文=泉誠一 写真=B.LEAGUE

富山のエースを3ポイントシュート1本に抑え勝機を呼び込む

2013-2014シーズンのbjリーグMVPであり、昨シーズンは平均17.1点を挙げている富山グラウジーズの城宝匡史。そのエースと対峙したのは、昨シーズンはNBL熊本ヴォルターズでプレーし、それ以前もNBL(旧JBL含)のクラブを渡り歩いてきた高島一貴だ。

11月20日に行われた横浜ビー・コルセアーズvs富山の試合では、城宝とともにコートに出たり、ベンチに下がったりしながらマンマークを続けた。青木勇人ヘッドコーチは、「ディフェンスマンとしてプライドを持って自分の仕事を全うし、エースを抑えてくれる選手」と全幅の信頼とともに彼をコートに送り出す。

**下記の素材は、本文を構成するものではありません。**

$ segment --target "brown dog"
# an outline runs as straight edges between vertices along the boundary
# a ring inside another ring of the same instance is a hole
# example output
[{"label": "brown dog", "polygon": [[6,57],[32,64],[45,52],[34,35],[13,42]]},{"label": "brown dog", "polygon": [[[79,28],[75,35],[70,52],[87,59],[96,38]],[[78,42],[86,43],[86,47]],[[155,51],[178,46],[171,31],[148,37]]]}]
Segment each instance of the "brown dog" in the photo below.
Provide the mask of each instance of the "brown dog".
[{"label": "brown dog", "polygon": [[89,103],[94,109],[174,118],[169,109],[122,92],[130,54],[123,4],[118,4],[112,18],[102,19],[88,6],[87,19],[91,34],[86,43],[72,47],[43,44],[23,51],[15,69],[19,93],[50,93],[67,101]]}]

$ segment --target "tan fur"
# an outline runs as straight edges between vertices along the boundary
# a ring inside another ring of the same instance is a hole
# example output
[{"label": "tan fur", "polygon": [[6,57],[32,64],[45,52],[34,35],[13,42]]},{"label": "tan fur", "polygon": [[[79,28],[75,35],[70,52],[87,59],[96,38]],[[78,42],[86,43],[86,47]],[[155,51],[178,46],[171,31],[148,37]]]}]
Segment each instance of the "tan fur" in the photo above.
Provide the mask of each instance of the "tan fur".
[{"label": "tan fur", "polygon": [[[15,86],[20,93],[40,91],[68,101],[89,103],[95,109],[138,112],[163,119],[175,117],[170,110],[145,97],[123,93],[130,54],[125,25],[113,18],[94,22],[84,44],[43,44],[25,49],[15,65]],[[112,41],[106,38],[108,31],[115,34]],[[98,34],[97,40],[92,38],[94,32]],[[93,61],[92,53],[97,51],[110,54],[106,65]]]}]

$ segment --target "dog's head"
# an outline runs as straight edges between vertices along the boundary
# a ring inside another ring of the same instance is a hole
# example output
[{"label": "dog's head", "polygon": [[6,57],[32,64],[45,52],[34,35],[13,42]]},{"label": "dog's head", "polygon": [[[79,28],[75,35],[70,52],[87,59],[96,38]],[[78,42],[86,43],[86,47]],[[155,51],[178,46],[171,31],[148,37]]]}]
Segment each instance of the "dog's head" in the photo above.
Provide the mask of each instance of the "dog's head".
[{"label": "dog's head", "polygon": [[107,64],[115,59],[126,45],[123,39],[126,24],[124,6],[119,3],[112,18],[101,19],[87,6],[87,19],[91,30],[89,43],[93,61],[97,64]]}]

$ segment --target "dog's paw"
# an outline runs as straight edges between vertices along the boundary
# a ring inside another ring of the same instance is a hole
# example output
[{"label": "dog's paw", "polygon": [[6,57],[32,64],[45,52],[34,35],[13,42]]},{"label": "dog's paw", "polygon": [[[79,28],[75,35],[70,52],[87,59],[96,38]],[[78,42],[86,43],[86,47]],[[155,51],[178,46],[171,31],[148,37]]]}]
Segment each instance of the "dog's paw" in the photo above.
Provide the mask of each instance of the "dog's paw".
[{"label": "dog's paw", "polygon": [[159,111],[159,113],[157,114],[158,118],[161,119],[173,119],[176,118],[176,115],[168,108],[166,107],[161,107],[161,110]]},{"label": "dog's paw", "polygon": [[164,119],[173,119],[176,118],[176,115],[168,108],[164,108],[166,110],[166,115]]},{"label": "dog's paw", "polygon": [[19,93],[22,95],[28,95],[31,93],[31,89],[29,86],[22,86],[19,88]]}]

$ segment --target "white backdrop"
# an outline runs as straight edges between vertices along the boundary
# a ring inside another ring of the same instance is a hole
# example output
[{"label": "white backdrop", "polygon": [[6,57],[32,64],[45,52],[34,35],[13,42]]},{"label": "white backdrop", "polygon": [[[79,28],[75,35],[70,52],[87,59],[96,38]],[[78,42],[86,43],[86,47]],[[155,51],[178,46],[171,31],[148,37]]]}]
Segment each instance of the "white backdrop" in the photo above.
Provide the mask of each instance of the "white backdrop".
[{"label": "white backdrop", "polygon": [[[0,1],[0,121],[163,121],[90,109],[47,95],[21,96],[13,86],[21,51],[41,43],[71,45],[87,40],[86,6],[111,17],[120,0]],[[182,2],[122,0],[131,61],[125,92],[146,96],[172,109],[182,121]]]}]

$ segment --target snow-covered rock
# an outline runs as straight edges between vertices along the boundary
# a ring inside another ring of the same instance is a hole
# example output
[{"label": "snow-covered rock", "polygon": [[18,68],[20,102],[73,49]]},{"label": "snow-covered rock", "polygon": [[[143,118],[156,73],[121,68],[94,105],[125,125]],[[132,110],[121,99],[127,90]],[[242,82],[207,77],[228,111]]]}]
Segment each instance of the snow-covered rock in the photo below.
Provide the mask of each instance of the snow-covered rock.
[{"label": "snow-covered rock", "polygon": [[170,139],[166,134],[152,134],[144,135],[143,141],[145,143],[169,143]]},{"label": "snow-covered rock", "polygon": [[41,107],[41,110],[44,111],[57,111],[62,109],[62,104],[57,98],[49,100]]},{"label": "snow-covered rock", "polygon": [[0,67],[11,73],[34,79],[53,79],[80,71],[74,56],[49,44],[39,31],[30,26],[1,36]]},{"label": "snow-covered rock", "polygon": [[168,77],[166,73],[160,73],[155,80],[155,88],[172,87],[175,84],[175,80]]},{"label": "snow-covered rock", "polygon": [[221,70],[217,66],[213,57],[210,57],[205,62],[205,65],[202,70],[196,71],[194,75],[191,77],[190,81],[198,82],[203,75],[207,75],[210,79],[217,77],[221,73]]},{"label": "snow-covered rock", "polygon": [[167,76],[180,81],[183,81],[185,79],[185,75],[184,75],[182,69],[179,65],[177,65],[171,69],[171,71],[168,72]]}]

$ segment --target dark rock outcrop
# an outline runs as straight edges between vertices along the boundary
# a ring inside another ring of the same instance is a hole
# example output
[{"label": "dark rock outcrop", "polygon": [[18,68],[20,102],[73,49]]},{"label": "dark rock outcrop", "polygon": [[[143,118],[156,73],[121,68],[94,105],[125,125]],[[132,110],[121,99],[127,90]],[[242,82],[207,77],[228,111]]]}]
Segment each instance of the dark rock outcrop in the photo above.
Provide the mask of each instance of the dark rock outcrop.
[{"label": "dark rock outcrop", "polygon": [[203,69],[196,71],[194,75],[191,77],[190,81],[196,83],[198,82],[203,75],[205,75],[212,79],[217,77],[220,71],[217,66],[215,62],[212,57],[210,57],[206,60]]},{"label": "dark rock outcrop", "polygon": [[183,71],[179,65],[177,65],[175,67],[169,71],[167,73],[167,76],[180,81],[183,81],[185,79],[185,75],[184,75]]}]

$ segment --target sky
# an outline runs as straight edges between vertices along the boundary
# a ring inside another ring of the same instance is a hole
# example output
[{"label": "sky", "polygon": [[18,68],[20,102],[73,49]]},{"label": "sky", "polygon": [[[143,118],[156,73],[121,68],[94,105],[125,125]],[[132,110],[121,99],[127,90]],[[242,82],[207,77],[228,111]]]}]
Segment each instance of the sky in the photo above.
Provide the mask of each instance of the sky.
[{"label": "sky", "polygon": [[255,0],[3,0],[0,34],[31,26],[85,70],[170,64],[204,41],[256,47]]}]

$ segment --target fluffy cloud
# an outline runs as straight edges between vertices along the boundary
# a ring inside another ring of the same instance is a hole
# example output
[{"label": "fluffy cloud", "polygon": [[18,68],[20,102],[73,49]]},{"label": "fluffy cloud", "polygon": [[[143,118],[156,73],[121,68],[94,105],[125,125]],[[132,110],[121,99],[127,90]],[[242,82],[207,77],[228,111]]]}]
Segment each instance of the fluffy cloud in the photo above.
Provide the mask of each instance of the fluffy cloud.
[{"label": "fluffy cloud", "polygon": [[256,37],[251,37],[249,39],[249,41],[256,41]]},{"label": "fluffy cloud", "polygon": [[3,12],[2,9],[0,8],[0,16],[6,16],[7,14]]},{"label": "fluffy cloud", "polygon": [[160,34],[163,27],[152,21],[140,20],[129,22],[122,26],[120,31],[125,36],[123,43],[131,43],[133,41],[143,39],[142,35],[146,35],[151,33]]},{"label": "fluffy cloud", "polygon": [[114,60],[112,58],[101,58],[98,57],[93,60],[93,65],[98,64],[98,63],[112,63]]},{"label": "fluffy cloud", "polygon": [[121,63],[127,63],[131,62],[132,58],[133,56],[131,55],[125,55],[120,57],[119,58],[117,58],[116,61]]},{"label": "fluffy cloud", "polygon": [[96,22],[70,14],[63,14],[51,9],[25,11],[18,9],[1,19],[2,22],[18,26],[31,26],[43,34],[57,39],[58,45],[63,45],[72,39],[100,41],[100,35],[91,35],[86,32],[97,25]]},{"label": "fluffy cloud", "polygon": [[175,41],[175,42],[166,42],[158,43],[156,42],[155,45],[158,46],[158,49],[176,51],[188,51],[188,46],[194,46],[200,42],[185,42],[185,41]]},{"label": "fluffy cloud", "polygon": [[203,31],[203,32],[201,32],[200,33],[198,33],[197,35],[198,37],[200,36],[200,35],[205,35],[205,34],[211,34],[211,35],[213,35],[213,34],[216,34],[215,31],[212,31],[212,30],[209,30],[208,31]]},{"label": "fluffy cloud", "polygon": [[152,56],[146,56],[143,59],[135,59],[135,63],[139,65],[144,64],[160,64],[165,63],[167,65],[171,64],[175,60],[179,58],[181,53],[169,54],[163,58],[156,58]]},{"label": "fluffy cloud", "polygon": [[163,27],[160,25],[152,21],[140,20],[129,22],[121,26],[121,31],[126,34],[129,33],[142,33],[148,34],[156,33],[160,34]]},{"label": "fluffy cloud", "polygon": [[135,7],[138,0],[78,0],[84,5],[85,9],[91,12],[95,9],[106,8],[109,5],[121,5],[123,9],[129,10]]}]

その期待に応えるように、高島は土日の2試合で城宝を17点に抑えた。bjリーグ屈指の日本人スコアラーに対し、「非常にアグレッシブにプレーする選手という印象があった。特にキャッチ&シュートを打たせたら恐い選手なので、そこを警戒してドリブルをつかせることを意識して守りました」と対策したことが功を奏し、勝利した11月19日は6点しか許していない。

翌日は延長戦の末に敗れた。第3クォーターまでは5点に抑えていたが、終盤そして延長の時間帯に押し込まれて11失点。「1on1で守ることはもちろんですが、スクリーンを使ってうまくカールしてパスをもらうプレーなどがすごく城宝選手には多いので、チームディフェンスとしてのルールが徹底できていなかった。競った試合では細かいミスが効いてしまう。そこが城宝選手に最後に気持ちよく打たせてしまったのかなと思います」と高島は敗因を挙げた。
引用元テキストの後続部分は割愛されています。